Ingredients
Equipment
Method
Directions:
- Rinse the lentils under cold water and then place them in a large pot. Add 2 cups of the vegetable broth or water, bring to a boil, then reduce heat to a simmer. Cook for about 15-20 minutes, or until the lentils are just tender but still hold their shape. Drain any excess liquid and set aside.
- In the same pot, add the remaining 4 cups of vegetable broth or water and bring it to a boil. Stir in the basmati rice, 1 teaspoon of salt, and the cooked lentils. Reduce the heat to low, cover, and simmer for 15-20 minutes until the rice is fluffy and has absorbed all the liquid. Once done, remove from heat and let it sit covered for an additional 5 minutes.
- While the rice and lentils are cooking, heat olive oil in a large skillet over medium heat. Add the sliced onions and a generous pinch of salt. Cook, stirring frequently, for about 20-25 minutes until the onions are deeply caramelized and golden brown.
- In a small pan, toast the coriander and cumin seeds over medium heat for a few minutes until fragrant. If using ground spices, skip this step. Once toasted, grind them to a fine powder using a mortar and pestle or a spice grinder.
- Once the rice and lentils are cooked, fluff them with a fork. Stir in the toasted spices, ground allspice, ground cinnamon, turmeric, and black pepper. Adjust the seasoning with additional salt if needed.
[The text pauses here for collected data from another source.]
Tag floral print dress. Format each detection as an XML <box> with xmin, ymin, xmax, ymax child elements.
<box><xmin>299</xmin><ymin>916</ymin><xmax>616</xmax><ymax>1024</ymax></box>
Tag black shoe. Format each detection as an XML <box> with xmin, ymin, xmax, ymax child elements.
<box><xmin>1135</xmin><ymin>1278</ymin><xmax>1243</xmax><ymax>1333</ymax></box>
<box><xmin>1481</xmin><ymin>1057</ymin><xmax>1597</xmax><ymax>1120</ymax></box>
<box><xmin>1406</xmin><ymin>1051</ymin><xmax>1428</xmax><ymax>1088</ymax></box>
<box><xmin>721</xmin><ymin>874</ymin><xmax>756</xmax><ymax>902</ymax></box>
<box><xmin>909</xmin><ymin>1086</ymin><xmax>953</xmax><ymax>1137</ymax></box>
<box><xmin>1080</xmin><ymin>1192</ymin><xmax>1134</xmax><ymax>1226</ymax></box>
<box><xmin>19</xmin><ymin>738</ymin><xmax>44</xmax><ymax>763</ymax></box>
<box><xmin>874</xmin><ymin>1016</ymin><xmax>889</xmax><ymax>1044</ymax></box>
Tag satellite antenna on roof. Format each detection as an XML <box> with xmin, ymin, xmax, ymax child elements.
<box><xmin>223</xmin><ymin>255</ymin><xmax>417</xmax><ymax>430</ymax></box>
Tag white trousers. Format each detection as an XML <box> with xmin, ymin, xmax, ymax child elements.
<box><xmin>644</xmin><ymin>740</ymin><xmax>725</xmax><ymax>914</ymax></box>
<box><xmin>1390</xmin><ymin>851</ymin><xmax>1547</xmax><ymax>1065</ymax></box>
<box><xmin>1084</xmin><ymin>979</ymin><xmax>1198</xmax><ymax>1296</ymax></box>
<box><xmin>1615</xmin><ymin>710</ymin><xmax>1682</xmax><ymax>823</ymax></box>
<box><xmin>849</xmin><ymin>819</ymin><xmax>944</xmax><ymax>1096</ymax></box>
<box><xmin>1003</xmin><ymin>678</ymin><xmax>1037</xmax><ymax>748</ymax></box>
- To serve, plate the Mujadara and top generously with the caramelized onions. Garnish with chopped cilantro and serve with lemon wedges on the side for a bright, zesty finish.
Notes
- Feel free to adjust the spice levels according to your taste preferences.
- This dish can be made ahead of time and stored in the refrigerator for up to 4 days.
- Mujadara tastes even better the next day as the flavors meld together.
- For a heartier meal, add some sautéed greens like spinach or kale.